米国で話題の新作小説『イエスタイヤー』(著:カロ・クレア・バーク)の主人公、ナタリー・ヘラー・ミルズは、読者を一瞬で虜にするかのような、極めて「忌まわしい」キャラクターとして物語を始める。

「私は生きるのが完璧だった」——物語の冒頭で彼女はそう断言する。だが、ナタリーは自身の人生を客観的に見ることのできない、信頼できない語り手だった。

この小説は、ナタリーがいかにして「トランスワイフ」と呼ばれる保守的な主婦インフルエンサーの頂点に立ったのか、その裏側の物語と、彼女が突如体験する奇怪な現実が交錯する構造を取っている。

ある日、ナタリーは19世紀の自給自足生活が営まれる農場で目を覚ます。そこにはトイレもなければ、洗濯物は手洗いを強いられ、夫からの暴力すら容赦なく振るわれる世界が待っていた。

19世紀の設定は確かに興味深い。これは夢なのか、妄想なのか、それともリアリティショーの演出なのか──。しかし、ナタリーの過去を描くエピソードの方がより共感を呼び、読者の心を揺さぶる。

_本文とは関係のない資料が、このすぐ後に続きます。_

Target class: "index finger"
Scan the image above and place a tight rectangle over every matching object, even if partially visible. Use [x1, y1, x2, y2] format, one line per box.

ナタリーは、厳格な宗教的家庭で育ち、その後政治家一家に嫁いだ経歴を持つ。彼女は自身のアイデンティティと、社会が求める「あるべき姿」とのギャップを埋めるため、長年にわたり壮大な虚構の世界を構築してきた。『イエスタイヤー』は一見、SNSで他者を欺くことの危険性を警告する物語のように見えるかもしれない。しかし、その本質はむしろ、自分自身を欺くことの危険性にこそあるのだ。